Pero esos órganos supranacionales también dejan perfectamente en claro 
otros dos conceptos que resultan inseparables de aquellos. El primero es que 
la razón principal por la que el Estado debe perseguir el delito es la necesidad 
de dar cumplimiento a su obligación de “garantizar el derecho a la justicia de 
las víctimas” a las que se reconoce la atribución de reclamarla ante los 
tribunales (derecho a la tutela judicial efectiva, arts. 1.1, 8.1 y 25 CADH); y el 
segundo, es que “por graves que puedan ser ciertas acciones, y por culpables 
que puedan ser los reos de determinados delitos, no cabe admitir que el poder 
pueda ejercitarse sin límite alguno o que el Estado pueda valerse de cualquier 
procedimiento para alcanzar sus objetivos, sin sujeción al derecho o a la 
moral”.
Lo dicho, muestra que las obligaciones estatales de respetar los derechos 
humanos y asegurar su plena vigencia impuestas por la normativa 
supranacional incorporada (art. 75 inc. 22 CN), se proyectan bilateralmente en 
18
el área de la procuración y administración de la justicia penal, expresándose 
en salvaguardas que pueden ser, o comunes para las víctimas del delito que 
reclaman justicia y para aquellos a quienes se les atribuye la comisión, o 
específicas para cada uno de ellos: todas se conocen, genéricamente, como 
garantías. Véase Bolilla 3.
 
Justificación
 
La existencia de la acusación y su separación de la actividad de juzgamiento, 
es exigida por la imparcialidad del juez, que es prenda de la igualdad entre 
acusador y acusado, y está en la base del derecho de defensa de éste.

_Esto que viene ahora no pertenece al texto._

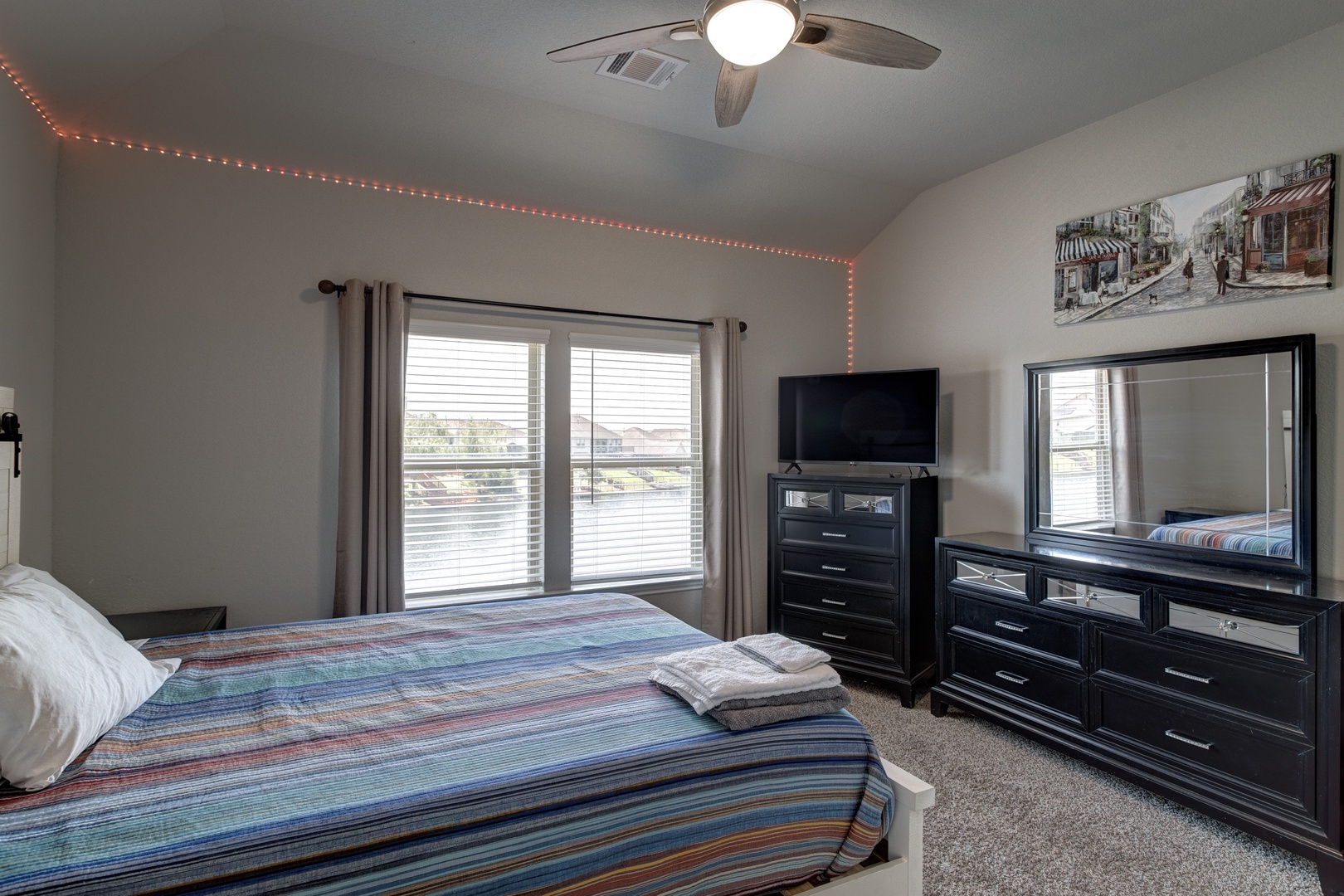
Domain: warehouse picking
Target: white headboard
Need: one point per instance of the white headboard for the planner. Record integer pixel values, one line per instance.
(8, 492)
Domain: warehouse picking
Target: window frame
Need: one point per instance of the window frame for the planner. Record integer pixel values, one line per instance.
(555, 511)
(694, 571)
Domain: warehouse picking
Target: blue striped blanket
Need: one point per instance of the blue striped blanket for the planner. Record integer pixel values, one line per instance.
(504, 748)
(1259, 533)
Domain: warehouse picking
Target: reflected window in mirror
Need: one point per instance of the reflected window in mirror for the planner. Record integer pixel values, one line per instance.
(1175, 450)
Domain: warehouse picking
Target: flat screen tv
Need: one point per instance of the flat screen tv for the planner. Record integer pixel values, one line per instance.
(889, 416)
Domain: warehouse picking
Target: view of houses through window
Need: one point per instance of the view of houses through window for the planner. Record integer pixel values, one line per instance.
(476, 457)
(635, 457)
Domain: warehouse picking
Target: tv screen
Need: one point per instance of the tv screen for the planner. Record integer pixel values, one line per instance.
(890, 416)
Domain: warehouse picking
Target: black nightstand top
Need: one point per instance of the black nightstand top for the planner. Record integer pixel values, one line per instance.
(166, 622)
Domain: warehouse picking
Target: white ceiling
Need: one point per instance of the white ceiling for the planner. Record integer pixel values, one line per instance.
(459, 95)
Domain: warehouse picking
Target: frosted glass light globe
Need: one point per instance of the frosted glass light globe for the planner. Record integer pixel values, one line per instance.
(747, 32)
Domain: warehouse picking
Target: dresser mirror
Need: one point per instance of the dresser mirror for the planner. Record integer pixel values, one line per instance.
(1200, 453)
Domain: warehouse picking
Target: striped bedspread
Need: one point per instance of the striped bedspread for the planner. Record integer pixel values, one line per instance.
(503, 748)
(1268, 533)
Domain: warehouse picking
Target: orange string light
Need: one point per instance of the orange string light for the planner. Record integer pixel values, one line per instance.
(850, 323)
(446, 197)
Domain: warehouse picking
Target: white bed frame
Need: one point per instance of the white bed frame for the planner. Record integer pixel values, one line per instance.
(902, 871)
(8, 492)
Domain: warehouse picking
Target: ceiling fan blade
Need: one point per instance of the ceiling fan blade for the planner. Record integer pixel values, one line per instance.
(732, 97)
(626, 42)
(863, 42)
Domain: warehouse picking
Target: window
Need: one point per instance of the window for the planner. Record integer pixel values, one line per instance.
(474, 466)
(635, 458)
(1081, 492)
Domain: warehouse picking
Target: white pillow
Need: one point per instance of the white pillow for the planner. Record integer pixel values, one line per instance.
(15, 574)
(65, 681)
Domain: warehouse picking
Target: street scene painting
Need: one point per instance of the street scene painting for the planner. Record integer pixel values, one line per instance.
(1255, 236)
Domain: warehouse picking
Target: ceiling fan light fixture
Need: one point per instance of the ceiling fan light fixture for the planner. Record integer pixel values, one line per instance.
(749, 32)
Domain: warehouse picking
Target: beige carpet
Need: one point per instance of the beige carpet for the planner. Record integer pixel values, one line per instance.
(1014, 818)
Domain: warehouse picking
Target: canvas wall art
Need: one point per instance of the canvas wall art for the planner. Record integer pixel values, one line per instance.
(1262, 236)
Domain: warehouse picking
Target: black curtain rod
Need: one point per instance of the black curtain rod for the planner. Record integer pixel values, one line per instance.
(329, 286)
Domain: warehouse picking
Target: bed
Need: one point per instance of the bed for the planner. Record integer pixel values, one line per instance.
(1270, 533)
(500, 748)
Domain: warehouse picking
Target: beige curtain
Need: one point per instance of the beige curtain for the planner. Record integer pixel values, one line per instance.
(374, 332)
(726, 603)
(1127, 472)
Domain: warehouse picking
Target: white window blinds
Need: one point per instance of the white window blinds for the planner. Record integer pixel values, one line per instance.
(1081, 489)
(474, 468)
(635, 457)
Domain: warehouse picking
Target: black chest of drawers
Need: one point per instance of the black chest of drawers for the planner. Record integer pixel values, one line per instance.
(1216, 689)
(852, 572)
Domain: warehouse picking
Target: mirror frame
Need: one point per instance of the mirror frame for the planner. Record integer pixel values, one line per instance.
(1301, 564)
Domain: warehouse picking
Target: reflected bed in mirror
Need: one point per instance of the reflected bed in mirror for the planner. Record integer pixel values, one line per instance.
(1200, 451)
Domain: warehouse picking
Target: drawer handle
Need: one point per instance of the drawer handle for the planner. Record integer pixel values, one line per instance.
(1188, 676)
(1176, 735)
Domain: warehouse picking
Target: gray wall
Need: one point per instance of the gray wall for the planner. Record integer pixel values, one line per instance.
(27, 304)
(962, 278)
(197, 360)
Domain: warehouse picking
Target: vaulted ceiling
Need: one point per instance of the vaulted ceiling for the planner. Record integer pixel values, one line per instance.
(459, 95)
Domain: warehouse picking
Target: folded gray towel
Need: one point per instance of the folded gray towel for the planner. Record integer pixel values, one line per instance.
(782, 653)
(757, 716)
(789, 699)
(816, 694)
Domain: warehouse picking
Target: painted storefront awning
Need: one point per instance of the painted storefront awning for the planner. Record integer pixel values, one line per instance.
(1289, 197)
(1079, 249)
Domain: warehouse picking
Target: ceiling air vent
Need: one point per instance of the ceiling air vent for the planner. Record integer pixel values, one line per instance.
(647, 67)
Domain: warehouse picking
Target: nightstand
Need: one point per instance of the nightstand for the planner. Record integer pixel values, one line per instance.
(166, 622)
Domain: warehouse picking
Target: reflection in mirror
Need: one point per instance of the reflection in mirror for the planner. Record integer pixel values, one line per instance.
(1192, 451)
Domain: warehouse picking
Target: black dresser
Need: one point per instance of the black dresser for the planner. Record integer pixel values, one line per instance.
(852, 572)
(1218, 689)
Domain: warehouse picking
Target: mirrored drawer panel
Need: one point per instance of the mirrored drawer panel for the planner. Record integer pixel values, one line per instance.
(1079, 596)
(806, 500)
(1270, 635)
(875, 504)
(991, 577)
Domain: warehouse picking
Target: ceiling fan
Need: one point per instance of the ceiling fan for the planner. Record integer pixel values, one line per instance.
(749, 32)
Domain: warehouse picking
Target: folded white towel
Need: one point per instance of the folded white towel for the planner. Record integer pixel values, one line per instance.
(707, 676)
(782, 653)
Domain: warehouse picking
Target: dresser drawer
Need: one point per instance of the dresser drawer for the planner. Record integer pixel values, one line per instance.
(1020, 626)
(840, 567)
(1016, 676)
(999, 578)
(839, 536)
(838, 637)
(1276, 637)
(1274, 768)
(1281, 696)
(825, 599)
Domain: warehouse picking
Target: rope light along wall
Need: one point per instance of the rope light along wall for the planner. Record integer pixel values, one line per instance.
(440, 195)
(849, 310)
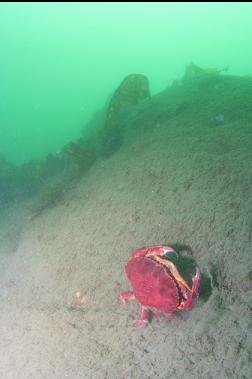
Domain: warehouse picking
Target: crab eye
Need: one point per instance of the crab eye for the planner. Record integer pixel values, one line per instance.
(171, 256)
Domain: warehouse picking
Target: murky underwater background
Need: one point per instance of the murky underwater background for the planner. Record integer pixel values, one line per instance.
(123, 125)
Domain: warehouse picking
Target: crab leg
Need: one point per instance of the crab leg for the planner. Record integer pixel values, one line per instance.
(153, 250)
(193, 295)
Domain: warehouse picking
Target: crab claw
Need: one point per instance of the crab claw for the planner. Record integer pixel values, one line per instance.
(155, 250)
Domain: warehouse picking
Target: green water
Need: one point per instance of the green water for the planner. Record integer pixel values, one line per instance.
(60, 62)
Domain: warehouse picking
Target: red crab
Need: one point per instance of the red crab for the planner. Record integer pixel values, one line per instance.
(157, 284)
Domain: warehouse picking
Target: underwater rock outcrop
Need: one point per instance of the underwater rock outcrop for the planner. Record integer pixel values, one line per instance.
(81, 155)
(193, 71)
(133, 89)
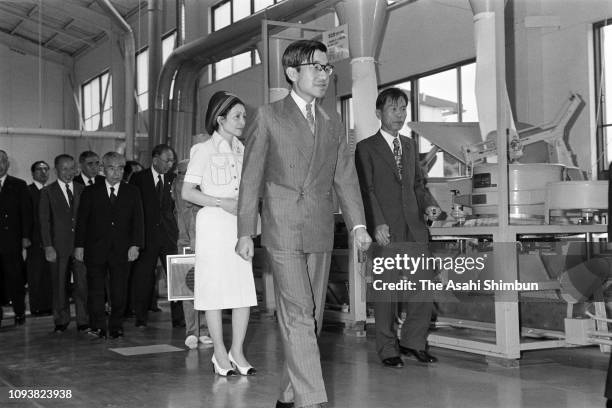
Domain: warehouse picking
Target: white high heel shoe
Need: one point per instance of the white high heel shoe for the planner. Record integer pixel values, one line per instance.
(222, 371)
(248, 370)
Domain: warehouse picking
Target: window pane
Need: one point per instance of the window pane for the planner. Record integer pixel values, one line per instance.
(262, 4)
(142, 72)
(222, 16)
(241, 61)
(223, 68)
(438, 97)
(168, 46)
(242, 9)
(468, 93)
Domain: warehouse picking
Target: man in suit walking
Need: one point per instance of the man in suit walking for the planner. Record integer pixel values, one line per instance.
(109, 233)
(15, 235)
(89, 162)
(296, 155)
(161, 231)
(38, 271)
(59, 204)
(395, 198)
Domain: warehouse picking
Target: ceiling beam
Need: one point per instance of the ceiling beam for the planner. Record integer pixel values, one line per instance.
(27, 47)
(46, 26)
(73, 10)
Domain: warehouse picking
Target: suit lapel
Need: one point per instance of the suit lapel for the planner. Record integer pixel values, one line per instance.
(383, 150)
(293, 115)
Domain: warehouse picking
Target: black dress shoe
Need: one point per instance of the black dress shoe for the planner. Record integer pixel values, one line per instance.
(115, 334)
(180, 323)
(60, 328)
(97, 333)
(422, 355)
(394, 362)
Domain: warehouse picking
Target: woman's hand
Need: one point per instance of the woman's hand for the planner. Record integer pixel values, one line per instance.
(230, 205)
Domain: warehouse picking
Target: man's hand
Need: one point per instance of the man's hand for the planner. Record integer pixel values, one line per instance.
(382, 235)
(433, 212)
(245, 248)
(50, 254)
(230, 205)
(362, 239)
(132, 253)
(79, 254)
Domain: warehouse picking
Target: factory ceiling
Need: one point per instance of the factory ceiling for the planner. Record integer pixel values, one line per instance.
(58, 29)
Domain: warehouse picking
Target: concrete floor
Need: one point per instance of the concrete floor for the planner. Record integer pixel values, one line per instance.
(31, 357)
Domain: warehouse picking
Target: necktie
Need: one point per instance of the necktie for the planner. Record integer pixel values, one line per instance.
(310, 117)
(113, 197)
(398, 156)
(159, 187)
(70, 196)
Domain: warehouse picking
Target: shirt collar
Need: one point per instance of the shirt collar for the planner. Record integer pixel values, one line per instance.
(108, 186)
(301, 103)
(389, 138)
(155, 174)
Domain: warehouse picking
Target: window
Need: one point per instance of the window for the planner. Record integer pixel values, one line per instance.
(444, 96)
(97, 102)
(142, 79)
(603, 94)
(224, 14)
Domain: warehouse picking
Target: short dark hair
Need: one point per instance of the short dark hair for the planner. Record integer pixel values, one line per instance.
(61, 157)
(36, 163)
(392, 94)
(299, 52)
(159, 149)
(86, 155)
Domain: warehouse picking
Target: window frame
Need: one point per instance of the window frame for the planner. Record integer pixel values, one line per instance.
(101, 101)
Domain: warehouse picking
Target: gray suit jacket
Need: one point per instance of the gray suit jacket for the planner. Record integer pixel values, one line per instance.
(295, 178)
(388, 200)
(57, 219)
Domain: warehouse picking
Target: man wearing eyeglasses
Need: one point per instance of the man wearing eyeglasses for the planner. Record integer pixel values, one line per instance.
(296, 156)
(38, 270)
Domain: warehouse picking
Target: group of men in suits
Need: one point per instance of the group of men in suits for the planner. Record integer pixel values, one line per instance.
(89, 229)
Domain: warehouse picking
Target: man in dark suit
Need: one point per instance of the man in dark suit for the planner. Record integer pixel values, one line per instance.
(296, 155)
(89, 162)
(15, 235)
(109, 233)
(161, 231)
(38, 271)
(59, 203)
(395, 198)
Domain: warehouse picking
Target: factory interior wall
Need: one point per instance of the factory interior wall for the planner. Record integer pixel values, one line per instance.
(549, 63)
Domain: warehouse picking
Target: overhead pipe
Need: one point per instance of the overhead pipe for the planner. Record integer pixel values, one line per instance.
(187, 61)
(155, 57)
(129, 68)
(366, 22)
(11, 131)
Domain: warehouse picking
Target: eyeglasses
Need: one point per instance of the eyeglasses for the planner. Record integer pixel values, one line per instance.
(319, 67)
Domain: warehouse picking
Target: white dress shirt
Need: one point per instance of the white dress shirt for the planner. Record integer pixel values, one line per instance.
(108, 186)
(63, 188)
(389, 139)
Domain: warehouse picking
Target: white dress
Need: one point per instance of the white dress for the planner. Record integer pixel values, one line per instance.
(223, 280)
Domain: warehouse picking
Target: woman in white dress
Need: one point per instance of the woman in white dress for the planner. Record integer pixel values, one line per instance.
(223, 280)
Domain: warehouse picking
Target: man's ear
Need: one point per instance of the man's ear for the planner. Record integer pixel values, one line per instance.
(292, 73)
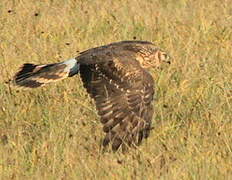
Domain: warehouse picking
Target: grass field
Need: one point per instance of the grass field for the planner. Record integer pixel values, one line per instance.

Puede 
así decirse que no sólo no es posible penar sin juicio previo sino que tampoco 
es posible penar sin acusación previa a ese juicio (y también, por cierto, sin 
previa defensa. 
A pesar de la tajante separación, tanto orgánica, como funcional estatuida por 
el sistema Constitucional entre la persecución (acusación), el juzgamiento y el 
castigo, muchos códigos procesales acuerdan a los tribunales tareas propias 
de la persecución penal (v. gr., el de procurar de oficio pruebas sobre la 
verdad de la acusación sobre la que deben juzgar), aunque sin calificarlas 
como tales. Esta realidad debe ser corregida, pues afecta la imparcialidad del 
juzgador, la igualdad entre acusador y acusado, y el derecho de defensa de 
éste; y confunde el verdadero rol de los jueces.